The horn is decorated with scrimshaw, a technique of carving pictures into ivory or bone for decoration. Sailors often practised scrimshaw to pass the time, especially on whaling boats where they had a ready supply of whalebone. Their intricate and painstaking designs told stories from their lives, depicting scenes of their everyday doings and the places they visited.

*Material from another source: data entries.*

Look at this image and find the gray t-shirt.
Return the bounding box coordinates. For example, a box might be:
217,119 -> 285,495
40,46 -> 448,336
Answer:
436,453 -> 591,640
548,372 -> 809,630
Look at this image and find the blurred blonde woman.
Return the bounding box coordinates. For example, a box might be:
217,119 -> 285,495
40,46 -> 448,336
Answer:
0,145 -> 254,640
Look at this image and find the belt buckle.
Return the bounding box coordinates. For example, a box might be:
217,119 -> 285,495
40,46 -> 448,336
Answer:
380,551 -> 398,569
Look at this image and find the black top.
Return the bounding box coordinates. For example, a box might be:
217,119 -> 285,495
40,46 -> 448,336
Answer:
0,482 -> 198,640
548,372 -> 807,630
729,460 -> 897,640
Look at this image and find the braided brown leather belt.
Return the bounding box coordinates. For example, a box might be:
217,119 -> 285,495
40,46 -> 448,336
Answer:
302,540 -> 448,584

This horn may have come from one of the bullocks that fed and rested at the teamster’s camps on the banks of the Macintyre River, on Kamilaroi country, opposite Ross’s store and mill. It features three charming figures – a man and a woman dressed in the fashions of the 1820s, and an archer with a double bow. The archer may represent a hunter, alluding to the tradition of sounding a bugle during the hunt. The horn is sparsely decorated with English rose and Irish shamrock motifs; interestingly, there is no thistle or any reference to the Scottish ancestry of Ross (1821-1882), who was one of the first colonial settlers in the district.
Ross was born in Scotland in 1821 and married Mary Rosanna Brown in NSW in 1851. He built his store, post office and flour mill at a crossing on the Macintyre River in 1853, and was instrumental in establishing the town of Inverell. He retired in 1879, dying three years later. A Coles supermarket now stands where his store and mill stood, and the horn has lain silent for decades.